Projects

My projects are divided into three categories: 

Model development is about designing statistical & machine learning models, either for research purposes or as a product for tech companies.

Business intelligence is concerned with optimizing how any company uses its data, identifying trends and issues in the business itself.

Educational projects provide data & AI literacy, making all of the above worthwhile for decision makers.

In this set of projects which comprise my dissertation, I identify how the distribution of statistically generated data across graphical networks affects the reliability and accuracy of the theories that result from the data. This is done by using bandit problems to simulate scientific data generation, graphical algorithms to distribute the data, and Bayesian learning to update theories.

Hierarchical machine learning models are constituted by layers of models. These allow for incremental categorization of hierarchical class structures. (E.g. predicting 'mammal' before 'dog'.) Doing so speeds up performance by dividing the difficulty of the problem as well as the data that each sub-model needs to process. Additionally, it provides predictions at intermediate levels thereby increasing insights and facilitating hyperparameter tuning.

Often you need to know what causes have what effects; mere correlation is not enough. This means standard statistical approaches and machine learning methods aren't up for the task. Luckily, Bayesian networks are here to the rescue! In this ad hoc analysis, I apply Bayesian networks to assess the causal structure of a supply chain, identifying bottlenecks and points of vulnerability to ensure a more robust system.

Coming soon!

Advanced statistical methods are known to have two traits: 1) Second to none power and versatility for analysis across essentially any domain. 2) Seemingly locked behind a wall of complication notation that requires years of experience to master. In this project, I explore how this challenge can be overcome with the design of an intuitive business intelligence dashboard. The goal here is not a particular piece of analysis, but providing easy access to techniques otherwise reserved for experts.
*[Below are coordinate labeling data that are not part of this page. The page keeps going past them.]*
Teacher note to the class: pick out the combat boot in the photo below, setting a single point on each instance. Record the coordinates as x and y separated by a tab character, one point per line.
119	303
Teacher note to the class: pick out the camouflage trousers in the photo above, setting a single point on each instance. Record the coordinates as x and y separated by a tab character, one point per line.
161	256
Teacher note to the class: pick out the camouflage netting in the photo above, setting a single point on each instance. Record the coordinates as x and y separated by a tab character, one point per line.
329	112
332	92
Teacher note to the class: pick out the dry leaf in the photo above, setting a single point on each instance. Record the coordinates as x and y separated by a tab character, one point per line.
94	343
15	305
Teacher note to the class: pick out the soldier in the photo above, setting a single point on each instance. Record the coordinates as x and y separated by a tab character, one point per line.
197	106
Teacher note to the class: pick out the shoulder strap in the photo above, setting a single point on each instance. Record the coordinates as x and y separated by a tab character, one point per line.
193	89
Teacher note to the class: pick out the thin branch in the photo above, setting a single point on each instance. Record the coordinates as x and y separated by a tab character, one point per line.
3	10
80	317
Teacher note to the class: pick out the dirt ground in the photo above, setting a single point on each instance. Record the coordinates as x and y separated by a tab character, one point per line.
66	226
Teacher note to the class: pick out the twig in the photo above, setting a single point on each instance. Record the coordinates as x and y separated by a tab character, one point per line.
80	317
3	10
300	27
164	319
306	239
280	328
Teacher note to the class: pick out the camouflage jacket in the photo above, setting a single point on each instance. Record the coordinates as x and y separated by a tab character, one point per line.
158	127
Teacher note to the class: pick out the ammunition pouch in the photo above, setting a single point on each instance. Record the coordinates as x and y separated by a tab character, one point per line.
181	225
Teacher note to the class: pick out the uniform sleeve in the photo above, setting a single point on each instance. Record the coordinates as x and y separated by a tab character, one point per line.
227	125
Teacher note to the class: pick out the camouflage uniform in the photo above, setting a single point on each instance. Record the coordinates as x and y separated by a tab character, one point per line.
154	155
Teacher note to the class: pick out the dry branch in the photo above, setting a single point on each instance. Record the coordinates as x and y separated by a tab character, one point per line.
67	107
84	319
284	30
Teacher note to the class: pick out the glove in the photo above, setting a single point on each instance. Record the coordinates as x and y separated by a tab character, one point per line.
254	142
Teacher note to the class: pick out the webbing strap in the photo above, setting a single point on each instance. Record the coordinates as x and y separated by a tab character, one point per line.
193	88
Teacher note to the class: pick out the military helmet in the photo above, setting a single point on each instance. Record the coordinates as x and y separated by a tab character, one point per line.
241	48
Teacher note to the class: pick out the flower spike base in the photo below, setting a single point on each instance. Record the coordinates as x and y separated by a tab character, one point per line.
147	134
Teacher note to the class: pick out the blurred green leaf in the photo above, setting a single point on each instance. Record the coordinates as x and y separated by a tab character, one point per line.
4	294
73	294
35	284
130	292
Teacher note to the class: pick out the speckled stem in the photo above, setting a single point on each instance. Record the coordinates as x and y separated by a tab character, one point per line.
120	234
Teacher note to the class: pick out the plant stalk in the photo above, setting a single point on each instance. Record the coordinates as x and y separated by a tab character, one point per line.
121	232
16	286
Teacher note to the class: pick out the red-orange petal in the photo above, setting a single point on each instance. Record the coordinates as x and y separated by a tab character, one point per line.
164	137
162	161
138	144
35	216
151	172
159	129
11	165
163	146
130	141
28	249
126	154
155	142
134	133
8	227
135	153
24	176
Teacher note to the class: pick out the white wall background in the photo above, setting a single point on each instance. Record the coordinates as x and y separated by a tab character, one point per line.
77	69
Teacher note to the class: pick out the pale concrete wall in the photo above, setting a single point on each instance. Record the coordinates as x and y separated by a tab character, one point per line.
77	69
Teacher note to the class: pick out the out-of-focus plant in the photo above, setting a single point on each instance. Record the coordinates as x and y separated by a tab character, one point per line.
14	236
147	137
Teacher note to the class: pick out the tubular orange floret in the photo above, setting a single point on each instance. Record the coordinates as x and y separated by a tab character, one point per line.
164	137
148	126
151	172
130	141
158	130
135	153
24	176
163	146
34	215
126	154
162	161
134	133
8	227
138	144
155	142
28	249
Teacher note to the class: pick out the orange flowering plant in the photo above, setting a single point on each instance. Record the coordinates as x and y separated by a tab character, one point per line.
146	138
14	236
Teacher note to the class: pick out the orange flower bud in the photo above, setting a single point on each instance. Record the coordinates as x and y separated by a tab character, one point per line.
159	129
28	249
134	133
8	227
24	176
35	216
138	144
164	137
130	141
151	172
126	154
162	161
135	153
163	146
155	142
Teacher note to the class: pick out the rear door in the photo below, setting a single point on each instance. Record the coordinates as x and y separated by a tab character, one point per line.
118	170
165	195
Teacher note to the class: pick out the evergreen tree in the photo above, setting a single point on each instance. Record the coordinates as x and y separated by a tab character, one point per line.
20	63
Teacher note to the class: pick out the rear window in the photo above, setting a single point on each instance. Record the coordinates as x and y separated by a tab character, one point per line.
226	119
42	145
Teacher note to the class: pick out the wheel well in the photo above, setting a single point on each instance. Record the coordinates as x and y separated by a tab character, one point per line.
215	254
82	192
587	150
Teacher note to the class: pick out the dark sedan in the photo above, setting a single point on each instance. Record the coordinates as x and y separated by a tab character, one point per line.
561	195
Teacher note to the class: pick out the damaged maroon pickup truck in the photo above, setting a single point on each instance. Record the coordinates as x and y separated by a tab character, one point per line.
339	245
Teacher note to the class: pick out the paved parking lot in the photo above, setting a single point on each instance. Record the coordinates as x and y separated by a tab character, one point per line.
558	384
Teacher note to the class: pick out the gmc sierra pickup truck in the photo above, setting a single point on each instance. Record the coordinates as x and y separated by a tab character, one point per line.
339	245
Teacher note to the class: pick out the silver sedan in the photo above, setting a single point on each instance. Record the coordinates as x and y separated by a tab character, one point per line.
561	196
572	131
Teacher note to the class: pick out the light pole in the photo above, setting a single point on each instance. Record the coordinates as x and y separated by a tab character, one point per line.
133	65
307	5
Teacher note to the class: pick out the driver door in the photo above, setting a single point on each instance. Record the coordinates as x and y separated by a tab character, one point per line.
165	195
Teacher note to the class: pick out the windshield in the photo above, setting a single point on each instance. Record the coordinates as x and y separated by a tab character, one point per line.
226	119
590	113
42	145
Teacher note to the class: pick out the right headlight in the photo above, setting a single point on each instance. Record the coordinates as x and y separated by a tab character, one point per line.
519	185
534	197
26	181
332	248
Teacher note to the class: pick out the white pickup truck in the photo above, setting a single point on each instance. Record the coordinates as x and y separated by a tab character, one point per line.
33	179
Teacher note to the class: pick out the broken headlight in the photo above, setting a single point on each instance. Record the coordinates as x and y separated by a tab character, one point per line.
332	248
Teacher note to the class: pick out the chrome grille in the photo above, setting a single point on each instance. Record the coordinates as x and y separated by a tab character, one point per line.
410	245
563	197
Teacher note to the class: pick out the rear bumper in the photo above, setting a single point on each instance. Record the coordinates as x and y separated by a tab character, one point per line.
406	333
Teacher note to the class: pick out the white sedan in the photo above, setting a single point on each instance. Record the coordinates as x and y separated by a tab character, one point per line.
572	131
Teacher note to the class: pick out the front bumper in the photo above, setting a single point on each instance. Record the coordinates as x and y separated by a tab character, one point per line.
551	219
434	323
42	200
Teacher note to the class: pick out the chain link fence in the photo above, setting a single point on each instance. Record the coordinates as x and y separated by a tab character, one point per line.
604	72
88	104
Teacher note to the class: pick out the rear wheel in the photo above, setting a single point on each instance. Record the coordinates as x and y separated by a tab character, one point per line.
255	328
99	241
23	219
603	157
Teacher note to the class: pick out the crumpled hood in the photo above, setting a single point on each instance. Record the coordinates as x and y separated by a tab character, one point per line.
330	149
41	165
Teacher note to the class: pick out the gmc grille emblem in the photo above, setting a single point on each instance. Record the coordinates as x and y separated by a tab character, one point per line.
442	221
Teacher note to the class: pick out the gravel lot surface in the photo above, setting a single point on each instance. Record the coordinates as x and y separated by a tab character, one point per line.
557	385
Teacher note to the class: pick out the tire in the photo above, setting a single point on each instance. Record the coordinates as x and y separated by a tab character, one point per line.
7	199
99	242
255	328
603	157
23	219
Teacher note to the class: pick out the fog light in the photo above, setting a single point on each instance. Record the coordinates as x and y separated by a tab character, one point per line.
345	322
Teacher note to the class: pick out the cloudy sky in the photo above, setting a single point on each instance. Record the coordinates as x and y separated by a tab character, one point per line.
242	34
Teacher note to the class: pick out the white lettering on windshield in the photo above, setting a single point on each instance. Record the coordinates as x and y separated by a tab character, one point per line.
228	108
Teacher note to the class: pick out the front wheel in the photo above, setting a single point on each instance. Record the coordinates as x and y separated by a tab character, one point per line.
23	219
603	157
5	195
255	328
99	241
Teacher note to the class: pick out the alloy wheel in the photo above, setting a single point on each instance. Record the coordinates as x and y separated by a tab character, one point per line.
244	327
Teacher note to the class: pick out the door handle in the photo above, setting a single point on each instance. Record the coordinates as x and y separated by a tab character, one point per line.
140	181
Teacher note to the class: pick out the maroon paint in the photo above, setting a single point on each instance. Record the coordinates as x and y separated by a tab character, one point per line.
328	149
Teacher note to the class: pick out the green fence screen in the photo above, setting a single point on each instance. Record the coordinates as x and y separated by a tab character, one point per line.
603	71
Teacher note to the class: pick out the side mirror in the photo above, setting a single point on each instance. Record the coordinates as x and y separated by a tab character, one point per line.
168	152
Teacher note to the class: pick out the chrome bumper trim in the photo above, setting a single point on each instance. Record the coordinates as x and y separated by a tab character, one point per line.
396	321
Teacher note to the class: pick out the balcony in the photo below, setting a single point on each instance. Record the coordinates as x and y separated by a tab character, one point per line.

Leveraging the BallDontLie API, this dashboard provides up to date information on NBA games for the past 75 years. Implementing a careful orchestration of data slicers, the dashboard allows for all sorts of comparisons: Compare Abdul-Jabbar's time with the Lakers against the stats of the entire Celtic team. Or select your favorite combinations of players to build your super team and compare against alternatives. 

k-means clustering is a classic way to explore segmenting customers by their tendencies, but it only works for numerical data (sales amounts, etc.). k-modes clustering allows for grouping data based on categorical features (location, etc.), but not numerical data. k-proto is a hybridization of the two. In this project I utilize k-proto clustering to customer segmentation, which in turns facilitates optimizing marketing and shipping strategies.

Coming soon!

As data becomes more prevalent in everyone's lives, it's vital to know the basic concepts. However many people have real trouble anytime math-talk pops up. I built this app to demonstrate three of the most important concepts in all of statistics and data analysis: Mean, Variance, and Correlation. Seeing how these parameters determine the shape of data provides an intuitive, practical understanding that sidesteps technical jargon.

Probability theory is the corner stone of data science and decision making. And the cornerstone of probability theory is Bayes' Rule. An understanding of Bayes' Rule is a key to understanding how to update one's strategies based on evidence. In this project I provide a simple yet effective visualization of probability theory to show how Bayes' rule works without the formulas.

Clustering is a family of unsupervised machine learning methods that partitions data. The point is to find naturally occurring subsets of the data - carve it at its joints - you might say. In this project, I discuss the differences between three clustering methods: K-means, Gaussian Mixture Modelling, & Density Based Scanning. This includes an app that allows you to compare the clustering in real time!


What is Decision Science?


Decision Science ⊃ Data Science ⊃ Machine Learning
(Read '⊃' as 'includes'.)


Machine learning is one of those concepts that's hard to define, but at least one crucial aspect is that it deals with helping machines find more insights about data, often using neural networks. A machine learning engineer is concerned with improving a computer's abilities. 

Data science includes machine learning as well as other statistical techniques (which don't always involve machine learning) to improve our abilities. A data scientist is concerned with helping people find more insights in data, and using more insightful machines is just one way to do it.

Decision science is the combination of data science with the science of making decisions, called decision theory. While data science is largely passive and focuses on observing, decision science is active and focuses on what to do. As a decision scientist, I am concerned with helping people make better decisions, and I use decision theory along with statistical and machine learning techniques to do so.